It may still be hockey (playoff) season, but VanCity is still aching for actual Spring-like weather. The cold and wet (or even cool and damp) that we've been experiencing is getting tiresome.
I have a classic recipe for a curry that features prawns and pineapple. What better dish could there be for a pineapple wine?
Tedeschi is also known as "Maui's Winery" and is the island's only commercial winery. The folks behind the winery began planting grape vines at the Ulupalakua ranch in 1974 and they now grow six varietals - little known Carnelian, Syrah, Chenin Blanc, Chardonnay, Malbec and Viognier. During the initial years, however, while they were waiting for the grapevines to mature to the point of producing wine-ready grapes, a decision was made to develop a sparkling wine made from the plantation's plentiful pineapples.

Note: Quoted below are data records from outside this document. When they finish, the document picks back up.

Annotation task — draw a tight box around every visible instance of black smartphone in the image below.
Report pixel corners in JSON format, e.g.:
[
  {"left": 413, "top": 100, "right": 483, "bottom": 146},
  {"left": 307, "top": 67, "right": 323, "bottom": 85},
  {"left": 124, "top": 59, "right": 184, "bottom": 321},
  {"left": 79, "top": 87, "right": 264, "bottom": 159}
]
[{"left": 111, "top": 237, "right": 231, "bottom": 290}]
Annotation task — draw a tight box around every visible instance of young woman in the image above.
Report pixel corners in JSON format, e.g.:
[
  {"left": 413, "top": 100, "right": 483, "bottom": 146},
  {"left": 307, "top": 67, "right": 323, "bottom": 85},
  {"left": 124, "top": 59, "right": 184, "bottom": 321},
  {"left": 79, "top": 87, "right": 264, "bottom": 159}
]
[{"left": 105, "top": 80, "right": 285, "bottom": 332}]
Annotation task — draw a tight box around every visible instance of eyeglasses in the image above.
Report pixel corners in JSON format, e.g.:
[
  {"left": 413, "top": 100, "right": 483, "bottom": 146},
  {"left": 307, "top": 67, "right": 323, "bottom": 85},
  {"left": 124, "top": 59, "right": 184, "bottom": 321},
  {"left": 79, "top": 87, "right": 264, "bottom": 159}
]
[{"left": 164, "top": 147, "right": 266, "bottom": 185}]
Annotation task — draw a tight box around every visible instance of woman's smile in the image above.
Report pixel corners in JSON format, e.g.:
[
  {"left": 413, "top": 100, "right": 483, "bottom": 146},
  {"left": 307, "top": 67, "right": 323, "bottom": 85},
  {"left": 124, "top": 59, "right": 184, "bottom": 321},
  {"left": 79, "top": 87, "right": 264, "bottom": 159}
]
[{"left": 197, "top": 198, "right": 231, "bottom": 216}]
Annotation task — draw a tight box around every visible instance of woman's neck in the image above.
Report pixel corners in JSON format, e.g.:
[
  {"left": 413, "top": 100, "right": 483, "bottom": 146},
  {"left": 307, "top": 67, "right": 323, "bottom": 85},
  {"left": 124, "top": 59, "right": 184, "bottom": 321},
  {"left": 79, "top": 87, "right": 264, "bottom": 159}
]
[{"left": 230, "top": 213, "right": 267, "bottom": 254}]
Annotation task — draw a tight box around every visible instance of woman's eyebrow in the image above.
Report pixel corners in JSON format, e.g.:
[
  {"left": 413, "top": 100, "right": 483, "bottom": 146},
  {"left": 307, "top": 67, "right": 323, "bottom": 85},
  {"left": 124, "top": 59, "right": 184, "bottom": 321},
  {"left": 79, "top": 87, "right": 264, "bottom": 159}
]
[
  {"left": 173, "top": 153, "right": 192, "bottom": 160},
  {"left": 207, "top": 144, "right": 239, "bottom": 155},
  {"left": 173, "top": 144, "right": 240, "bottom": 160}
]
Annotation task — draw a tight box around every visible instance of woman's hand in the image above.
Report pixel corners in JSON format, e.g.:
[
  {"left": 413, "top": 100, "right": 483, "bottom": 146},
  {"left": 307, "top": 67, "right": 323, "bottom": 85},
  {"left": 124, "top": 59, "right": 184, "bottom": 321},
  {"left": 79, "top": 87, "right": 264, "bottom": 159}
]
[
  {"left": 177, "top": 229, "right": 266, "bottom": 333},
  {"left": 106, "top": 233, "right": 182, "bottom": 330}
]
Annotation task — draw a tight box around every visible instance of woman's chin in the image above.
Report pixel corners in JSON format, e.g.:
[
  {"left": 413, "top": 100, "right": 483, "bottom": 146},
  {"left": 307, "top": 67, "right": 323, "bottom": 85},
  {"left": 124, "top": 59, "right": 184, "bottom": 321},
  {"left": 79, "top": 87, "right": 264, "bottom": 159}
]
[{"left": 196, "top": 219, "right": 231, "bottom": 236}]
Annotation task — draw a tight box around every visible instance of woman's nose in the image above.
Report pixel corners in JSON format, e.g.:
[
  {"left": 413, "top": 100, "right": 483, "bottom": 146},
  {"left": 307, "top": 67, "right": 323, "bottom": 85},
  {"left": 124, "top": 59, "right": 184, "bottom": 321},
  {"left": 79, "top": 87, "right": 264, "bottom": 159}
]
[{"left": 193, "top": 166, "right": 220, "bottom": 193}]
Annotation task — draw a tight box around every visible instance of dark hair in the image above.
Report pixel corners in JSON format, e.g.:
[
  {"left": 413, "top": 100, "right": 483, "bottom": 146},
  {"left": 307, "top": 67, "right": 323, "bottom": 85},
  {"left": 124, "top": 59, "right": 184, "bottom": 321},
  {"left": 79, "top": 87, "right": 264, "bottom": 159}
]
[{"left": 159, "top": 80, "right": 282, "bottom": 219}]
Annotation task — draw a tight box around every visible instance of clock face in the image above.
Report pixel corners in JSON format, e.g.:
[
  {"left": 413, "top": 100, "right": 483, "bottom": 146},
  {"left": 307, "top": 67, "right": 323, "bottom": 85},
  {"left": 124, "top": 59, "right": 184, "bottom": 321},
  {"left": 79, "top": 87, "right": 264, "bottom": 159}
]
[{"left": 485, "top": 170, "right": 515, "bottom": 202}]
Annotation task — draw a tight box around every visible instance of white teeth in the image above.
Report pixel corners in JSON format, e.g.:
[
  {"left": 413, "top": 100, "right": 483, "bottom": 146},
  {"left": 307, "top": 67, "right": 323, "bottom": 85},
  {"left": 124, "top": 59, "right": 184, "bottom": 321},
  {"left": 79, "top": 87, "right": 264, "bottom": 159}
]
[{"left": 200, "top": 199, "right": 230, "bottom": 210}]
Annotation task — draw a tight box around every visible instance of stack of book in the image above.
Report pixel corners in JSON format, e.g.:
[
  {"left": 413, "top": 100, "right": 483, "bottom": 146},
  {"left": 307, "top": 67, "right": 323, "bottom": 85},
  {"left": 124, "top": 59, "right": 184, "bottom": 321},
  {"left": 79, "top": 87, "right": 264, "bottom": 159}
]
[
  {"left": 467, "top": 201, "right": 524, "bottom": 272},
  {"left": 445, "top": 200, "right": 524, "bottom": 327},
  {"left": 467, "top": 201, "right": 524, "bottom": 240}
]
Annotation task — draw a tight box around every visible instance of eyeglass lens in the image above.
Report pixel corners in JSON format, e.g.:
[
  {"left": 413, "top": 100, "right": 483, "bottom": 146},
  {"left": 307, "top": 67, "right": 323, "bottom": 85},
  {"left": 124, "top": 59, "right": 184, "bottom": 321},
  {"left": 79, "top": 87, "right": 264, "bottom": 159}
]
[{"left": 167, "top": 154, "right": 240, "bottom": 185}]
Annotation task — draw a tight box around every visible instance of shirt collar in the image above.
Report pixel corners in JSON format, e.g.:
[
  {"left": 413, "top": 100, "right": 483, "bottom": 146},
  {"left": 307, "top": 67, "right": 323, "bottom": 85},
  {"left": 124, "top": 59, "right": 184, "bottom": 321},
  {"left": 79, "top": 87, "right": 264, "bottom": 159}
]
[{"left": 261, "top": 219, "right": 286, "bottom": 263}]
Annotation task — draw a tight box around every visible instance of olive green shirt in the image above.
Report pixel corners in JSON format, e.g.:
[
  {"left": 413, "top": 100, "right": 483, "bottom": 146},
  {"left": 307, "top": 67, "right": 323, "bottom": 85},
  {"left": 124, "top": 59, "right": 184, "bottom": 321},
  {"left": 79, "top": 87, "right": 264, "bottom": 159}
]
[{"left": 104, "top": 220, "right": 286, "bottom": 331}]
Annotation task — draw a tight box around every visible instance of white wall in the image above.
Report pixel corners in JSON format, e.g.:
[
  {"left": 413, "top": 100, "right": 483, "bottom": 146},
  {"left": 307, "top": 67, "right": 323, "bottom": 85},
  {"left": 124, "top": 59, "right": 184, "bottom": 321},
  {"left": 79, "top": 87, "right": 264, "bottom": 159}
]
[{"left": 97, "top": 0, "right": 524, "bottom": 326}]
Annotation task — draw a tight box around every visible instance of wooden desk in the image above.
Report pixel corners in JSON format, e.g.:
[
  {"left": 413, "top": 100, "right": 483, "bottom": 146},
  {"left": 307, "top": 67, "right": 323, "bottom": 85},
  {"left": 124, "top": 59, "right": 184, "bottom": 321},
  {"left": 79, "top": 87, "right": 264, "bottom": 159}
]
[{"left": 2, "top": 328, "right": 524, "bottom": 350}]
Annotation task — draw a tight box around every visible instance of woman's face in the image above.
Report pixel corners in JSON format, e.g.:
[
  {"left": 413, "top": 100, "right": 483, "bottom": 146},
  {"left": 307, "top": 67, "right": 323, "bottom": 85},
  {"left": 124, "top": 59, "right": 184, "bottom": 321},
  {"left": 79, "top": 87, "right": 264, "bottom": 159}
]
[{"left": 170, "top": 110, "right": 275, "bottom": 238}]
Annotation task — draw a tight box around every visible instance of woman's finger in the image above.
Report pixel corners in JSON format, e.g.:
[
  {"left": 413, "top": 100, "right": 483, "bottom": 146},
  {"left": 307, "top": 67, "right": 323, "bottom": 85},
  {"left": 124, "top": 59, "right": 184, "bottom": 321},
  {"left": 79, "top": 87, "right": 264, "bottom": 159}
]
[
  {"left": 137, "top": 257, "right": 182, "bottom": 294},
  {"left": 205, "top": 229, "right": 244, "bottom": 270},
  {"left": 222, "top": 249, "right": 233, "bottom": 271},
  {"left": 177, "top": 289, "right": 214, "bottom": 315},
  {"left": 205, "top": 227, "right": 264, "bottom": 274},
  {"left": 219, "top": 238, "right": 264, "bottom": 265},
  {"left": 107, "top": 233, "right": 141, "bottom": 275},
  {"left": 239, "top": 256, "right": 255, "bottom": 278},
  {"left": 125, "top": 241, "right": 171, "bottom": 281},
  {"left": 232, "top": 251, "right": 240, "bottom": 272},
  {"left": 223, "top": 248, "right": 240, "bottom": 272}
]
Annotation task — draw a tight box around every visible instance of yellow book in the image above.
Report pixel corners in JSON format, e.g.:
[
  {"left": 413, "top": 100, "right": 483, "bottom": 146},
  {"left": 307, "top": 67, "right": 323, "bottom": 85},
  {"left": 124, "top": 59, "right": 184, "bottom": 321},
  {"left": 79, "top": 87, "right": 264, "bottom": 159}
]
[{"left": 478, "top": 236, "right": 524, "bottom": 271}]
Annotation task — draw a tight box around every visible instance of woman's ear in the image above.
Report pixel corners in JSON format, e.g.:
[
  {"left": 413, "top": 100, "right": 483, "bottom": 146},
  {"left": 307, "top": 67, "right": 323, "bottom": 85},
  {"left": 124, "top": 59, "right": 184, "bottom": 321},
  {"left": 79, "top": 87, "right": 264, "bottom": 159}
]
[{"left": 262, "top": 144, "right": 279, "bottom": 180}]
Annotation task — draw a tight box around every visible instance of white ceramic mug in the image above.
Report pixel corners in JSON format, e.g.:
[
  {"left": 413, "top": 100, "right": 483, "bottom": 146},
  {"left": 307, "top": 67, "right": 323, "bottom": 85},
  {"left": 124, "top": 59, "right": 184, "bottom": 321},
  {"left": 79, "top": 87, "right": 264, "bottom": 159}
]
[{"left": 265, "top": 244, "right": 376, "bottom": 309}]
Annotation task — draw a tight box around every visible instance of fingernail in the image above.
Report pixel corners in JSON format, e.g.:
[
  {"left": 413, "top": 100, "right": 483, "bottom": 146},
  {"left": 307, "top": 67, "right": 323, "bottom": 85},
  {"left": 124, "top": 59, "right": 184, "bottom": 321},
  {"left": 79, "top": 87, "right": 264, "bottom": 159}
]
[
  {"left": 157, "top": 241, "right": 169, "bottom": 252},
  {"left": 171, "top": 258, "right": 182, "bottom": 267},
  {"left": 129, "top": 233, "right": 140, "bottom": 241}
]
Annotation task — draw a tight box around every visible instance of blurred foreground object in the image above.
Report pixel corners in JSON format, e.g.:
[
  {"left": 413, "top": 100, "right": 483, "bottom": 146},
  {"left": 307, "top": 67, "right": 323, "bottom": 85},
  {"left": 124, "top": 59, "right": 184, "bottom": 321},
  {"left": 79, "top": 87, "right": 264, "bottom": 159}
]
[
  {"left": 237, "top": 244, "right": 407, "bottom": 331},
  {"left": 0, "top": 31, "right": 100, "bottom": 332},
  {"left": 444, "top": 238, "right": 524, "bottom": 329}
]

Although there was only a small amount of the wine made, it proved to be so popular with the public that the winery continued to produce the wine and decided to pursue a still pineapple wine as well.
For the first couple of decades, Tedeschi partnered with the Maui Pineapple Company to buy juice from its pineapple operations. When that company's production assets were sold in 2009, the winery bought the juicing equipment and moved it to the winery where they now crush the pineapples right on site.

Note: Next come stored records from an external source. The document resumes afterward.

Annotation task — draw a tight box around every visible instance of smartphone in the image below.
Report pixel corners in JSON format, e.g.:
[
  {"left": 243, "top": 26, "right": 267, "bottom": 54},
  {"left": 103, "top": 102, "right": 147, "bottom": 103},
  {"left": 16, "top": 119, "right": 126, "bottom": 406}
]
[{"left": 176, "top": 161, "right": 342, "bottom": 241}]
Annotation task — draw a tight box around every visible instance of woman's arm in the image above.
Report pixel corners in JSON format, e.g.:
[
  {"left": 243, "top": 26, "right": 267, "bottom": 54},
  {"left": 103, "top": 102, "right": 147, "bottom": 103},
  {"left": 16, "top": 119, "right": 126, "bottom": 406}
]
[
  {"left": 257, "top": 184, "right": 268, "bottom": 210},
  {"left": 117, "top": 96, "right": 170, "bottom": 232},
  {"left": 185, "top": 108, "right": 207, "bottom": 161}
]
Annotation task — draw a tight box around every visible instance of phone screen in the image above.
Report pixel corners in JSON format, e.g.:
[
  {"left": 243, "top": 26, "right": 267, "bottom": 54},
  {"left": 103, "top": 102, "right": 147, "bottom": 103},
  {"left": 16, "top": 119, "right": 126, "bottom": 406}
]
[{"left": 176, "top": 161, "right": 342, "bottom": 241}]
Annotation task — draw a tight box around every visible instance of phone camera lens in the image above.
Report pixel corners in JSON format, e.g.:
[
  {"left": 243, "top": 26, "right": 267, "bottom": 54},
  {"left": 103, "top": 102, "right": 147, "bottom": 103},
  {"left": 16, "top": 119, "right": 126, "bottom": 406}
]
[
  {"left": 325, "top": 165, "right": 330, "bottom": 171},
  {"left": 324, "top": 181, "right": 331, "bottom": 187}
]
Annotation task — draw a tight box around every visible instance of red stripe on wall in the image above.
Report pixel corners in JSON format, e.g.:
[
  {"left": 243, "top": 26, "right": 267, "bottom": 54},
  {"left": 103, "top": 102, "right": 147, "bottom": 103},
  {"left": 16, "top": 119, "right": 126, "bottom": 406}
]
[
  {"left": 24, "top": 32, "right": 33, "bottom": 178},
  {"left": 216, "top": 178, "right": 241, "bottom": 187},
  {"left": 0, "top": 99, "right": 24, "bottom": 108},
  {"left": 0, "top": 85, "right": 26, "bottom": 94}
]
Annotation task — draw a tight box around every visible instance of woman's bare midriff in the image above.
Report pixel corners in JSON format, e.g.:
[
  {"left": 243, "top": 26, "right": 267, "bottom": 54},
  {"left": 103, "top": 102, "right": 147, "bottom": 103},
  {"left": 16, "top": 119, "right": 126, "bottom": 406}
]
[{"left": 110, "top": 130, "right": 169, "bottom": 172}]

I was really happy to find that the wine is made in a dry style. There is a bit of residual sugar on the palate but there's actually a nice acidity that keeps the wine fresh without seeming off-dry. That touch of sweetness goes nicely with the heat of the curry and, well, the pineapple-y-ness of the wine just matches as nicely as you'd want with the pineapple in the dish. You can definitely identify the taste of the tropical fruit on the palate but it isn't as dominant as you might expect. It's definitely not just pineapple juice with a kick. You won't be mistaking a glass of this for a Mai Tai anytime soon.
Now, we just need to see about some sun and heat on a more regular basis.